Based on my understanding (and any mistakes are mine, not his) of Rabbi
EMTeitz's explanation of m'chiras chomeitz (REMT being my Rav), the
m'chira was instituted for the sake of those who earned their livelihood
from chomaitz (e.g. bakers or brewers) and could very well have put
themselves out of business destroying their stock of chomaitz before
Pessach.  From this we can see that

(1) it was meant to deal with actual (and significant amounts of)
chomaitz; and

(2) it wasn't meant for the average Jew, who wouldn't incur a significant
monetary loss by destroying or otherwise eliminating any chomaitz he
owned; but nevertheless

(3) it came eventually to be used for and by all Jews.

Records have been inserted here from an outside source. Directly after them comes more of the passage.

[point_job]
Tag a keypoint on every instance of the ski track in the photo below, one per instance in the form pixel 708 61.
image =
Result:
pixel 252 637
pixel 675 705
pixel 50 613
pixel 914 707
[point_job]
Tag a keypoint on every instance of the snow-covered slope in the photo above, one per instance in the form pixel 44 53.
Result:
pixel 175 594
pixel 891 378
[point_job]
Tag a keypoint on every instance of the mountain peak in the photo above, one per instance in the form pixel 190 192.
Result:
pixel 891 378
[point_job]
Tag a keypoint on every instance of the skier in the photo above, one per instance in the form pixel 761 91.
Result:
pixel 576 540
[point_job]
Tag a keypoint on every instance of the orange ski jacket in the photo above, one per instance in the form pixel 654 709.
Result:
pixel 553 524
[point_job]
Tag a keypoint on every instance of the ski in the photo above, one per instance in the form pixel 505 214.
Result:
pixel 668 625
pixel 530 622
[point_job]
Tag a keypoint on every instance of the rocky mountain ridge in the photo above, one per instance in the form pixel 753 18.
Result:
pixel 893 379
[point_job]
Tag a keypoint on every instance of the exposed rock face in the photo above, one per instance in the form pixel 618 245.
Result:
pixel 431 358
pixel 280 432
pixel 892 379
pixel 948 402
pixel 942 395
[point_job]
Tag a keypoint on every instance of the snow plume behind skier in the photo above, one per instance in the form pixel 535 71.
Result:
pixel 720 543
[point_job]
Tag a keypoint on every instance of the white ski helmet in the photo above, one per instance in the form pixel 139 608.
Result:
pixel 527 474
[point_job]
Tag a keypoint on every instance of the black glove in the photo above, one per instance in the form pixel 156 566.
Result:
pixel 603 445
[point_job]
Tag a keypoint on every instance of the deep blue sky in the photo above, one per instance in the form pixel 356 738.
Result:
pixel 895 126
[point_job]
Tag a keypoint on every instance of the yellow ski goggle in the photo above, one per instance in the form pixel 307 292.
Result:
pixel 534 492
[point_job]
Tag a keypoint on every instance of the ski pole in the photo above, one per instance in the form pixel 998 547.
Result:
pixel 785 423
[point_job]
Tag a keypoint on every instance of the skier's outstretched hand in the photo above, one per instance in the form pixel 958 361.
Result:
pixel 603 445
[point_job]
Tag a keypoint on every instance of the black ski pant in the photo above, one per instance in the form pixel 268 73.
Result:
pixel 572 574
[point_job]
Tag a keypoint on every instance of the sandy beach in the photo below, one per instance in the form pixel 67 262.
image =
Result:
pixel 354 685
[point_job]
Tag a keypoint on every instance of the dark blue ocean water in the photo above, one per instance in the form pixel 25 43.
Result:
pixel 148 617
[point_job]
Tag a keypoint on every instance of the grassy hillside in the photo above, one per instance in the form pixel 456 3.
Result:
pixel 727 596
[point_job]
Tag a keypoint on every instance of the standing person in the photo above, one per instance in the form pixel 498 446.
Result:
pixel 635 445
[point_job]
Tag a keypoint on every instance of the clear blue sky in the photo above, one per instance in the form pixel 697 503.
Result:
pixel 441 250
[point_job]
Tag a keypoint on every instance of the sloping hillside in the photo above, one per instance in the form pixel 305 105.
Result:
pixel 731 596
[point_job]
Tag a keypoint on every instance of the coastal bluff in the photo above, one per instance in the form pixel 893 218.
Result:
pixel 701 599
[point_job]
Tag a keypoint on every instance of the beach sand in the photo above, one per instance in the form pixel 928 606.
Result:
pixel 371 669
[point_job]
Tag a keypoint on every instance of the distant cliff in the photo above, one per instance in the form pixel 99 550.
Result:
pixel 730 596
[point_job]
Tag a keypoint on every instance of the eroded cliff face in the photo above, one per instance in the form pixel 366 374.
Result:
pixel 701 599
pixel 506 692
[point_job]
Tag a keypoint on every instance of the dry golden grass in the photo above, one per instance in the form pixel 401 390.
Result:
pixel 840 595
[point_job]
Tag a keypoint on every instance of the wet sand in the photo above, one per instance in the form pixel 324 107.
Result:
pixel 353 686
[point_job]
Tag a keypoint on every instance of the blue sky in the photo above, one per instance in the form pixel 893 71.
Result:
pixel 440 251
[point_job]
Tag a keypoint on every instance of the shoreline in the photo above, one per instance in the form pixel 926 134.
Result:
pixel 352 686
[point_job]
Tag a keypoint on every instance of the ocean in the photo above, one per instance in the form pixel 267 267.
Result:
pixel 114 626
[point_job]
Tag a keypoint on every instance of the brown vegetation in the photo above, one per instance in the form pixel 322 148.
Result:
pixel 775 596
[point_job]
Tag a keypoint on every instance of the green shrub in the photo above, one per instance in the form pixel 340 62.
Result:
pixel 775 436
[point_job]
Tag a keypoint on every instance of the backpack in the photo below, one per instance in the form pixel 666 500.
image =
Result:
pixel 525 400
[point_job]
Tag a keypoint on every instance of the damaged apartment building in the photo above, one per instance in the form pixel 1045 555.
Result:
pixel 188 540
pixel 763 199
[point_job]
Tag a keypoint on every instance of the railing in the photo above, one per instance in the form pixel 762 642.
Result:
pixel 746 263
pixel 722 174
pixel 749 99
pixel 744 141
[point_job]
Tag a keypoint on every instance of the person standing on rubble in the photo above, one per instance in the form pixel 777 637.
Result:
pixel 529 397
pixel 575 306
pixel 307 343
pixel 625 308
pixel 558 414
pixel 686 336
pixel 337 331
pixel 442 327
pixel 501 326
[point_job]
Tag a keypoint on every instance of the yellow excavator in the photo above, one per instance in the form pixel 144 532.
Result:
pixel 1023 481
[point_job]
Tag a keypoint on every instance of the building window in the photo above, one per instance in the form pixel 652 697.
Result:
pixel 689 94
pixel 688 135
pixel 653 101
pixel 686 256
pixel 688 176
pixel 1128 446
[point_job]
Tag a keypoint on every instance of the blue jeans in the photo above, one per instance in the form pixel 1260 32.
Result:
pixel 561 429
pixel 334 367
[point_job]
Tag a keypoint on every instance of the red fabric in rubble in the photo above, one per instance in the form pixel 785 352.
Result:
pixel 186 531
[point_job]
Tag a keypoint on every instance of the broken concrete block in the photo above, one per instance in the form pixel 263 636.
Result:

Accordingly, some people choose not to utilize the m'chiras-chomaitz
procedure (see http://www.star-k.org/kashrus/kk-passover-purcpesach.htm,
last stanza), not because they consider it a false sale or worry that
the buyer actually is Jewish, but rather because it's a recent
innovation (and _not_ the m'chira mentioned by the Mishna in P'sachim
2:1, which can be done by any Jew at any time before Pessach) originally
meant to alleviate hefsed m'rubah [great monetary loss/loss of parnasah]
and not to become another acceptable method for eliminating chomaitz
from one's possession.

All the best from
Michael Poppers * Elizabeth, NJ


From: Anonymous
Date: Fri, 9 May 2003 07:46:07 EDT
Subject: Re: Sfira Beard on TV

      From: Batya Medad <ybmedad@...>

      I address this to those who go by the psak that it's permitted to
      shave during sfira, because it's not acceptable to be seen "like
      that" in public.  Please note--this is a sports game, not the
      weekly parshat shavua program.  Israeli tv is generally on such a
      low moral and religious level that there isn't a local show I
      would watch.  The announcer's kippah is a light color and is easy
      to notice on his head.  "Kol hakavod lo."  He's not trying to
      blend into the crowd.

As someone who grows a sfira beard and did NOT shave it off yesterday
for a job interview (I need my potential new manager to know me for who
I am -- as regards to travel on Friday's, business meals, etc.)  I,
nonetheless, would hesitate to impune any psak that allows someone to
shave given that it might impact their parnoseh (livelyhood / income.)
"Jewish Pride" does not fully enter into the halachic equation.